I got fascinated because of the 3D aspect and the textural aspect of it, which is what
I was looking for.
Encaustic is a brand new medium out there.
I got started in it about 8 years ago.
I had been an oil artist, acrylic, clay artist my whole life, and I was introduced to it
by Miles Conrad here in Tucson.
When I got in my studio, I just felt like I wanted to pick it up and sculpt with it,
and so I started to pour it into cookie sheets and making thin slabs and then slicing it
and sculpting with it.
It's just what happens to it when you work with that wax with your fingers and form it
and mold it.
I love the medium, it is so versatile.
This is an example of trees that I took out in Boston, and so it starts with beeswax.
When you get it melted, you have this flowing wax, and then you color it with the pigmented
bars, and then you apply it with brushes, you can pour it.
The leftover pieces that I have, I do not throw away, it's all reusable.
The variety, I guess this is what's so intriguing about the Encaustic.
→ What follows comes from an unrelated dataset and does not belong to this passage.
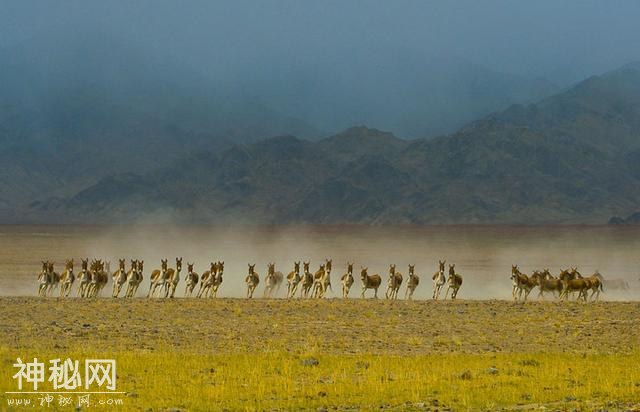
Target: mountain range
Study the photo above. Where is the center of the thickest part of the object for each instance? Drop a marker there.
(573, 157)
Pour for me is very serendipitous.
The wax, it pulls and pushes against each other.
So I usually start out with just a regular medium, and then I choose two or three colors.
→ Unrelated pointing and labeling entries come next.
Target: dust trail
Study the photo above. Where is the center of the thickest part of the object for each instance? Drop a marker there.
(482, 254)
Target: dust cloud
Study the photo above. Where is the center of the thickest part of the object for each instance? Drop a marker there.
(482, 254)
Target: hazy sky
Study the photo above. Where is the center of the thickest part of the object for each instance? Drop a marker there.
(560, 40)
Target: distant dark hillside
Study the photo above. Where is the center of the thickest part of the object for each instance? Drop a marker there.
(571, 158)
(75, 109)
And as you can see, the wax just sort of does its thing.
And I probably wouldn't do much more with that.
This medium has fit into exactly what I wanted to do with my art, my whole life.
When I poured it into the cookie sheets, I realized, oh, I used to do this.
I used to make candles 30 years ago.
I was a farmer's daughter from Iowa, and to come full circle back to my heritage.
For me, that was a wonderful way to try to tell my story about the environment.
Part of all of my work actually is from nature, now that I got into Encaustic, because bees
wax is from nature.
Bees are my symbol, my metaphor for what is happening out there in the environment.
I was able to use this image to express all I wanted to say about this terrible loss of
environment and how we had to protect it.
I'm not a sign carrier.
I don't go out and do a lot of political stuff.
So I try to say it in my work subtly.
It expresses my concerns.
The IEA, International Encaustic Artists, and it formed in 2005.
It was just a fledging medium at that time.
Artists in the United States, they were picking up Encaustic, and this just spread like wildfire.
It opened up a whole new art community for me.
I think it's been about four years now that we started a chapter in Tucson.
We kind of got it started because none of us knew a lot about Encaustic, and we wanted
to share our ideas, our techniques, and then we started having exhibits to inform the public
about this new medium.
It's very supportive, and we have a lot of fun with it.
It's an important part of my Encaustic world.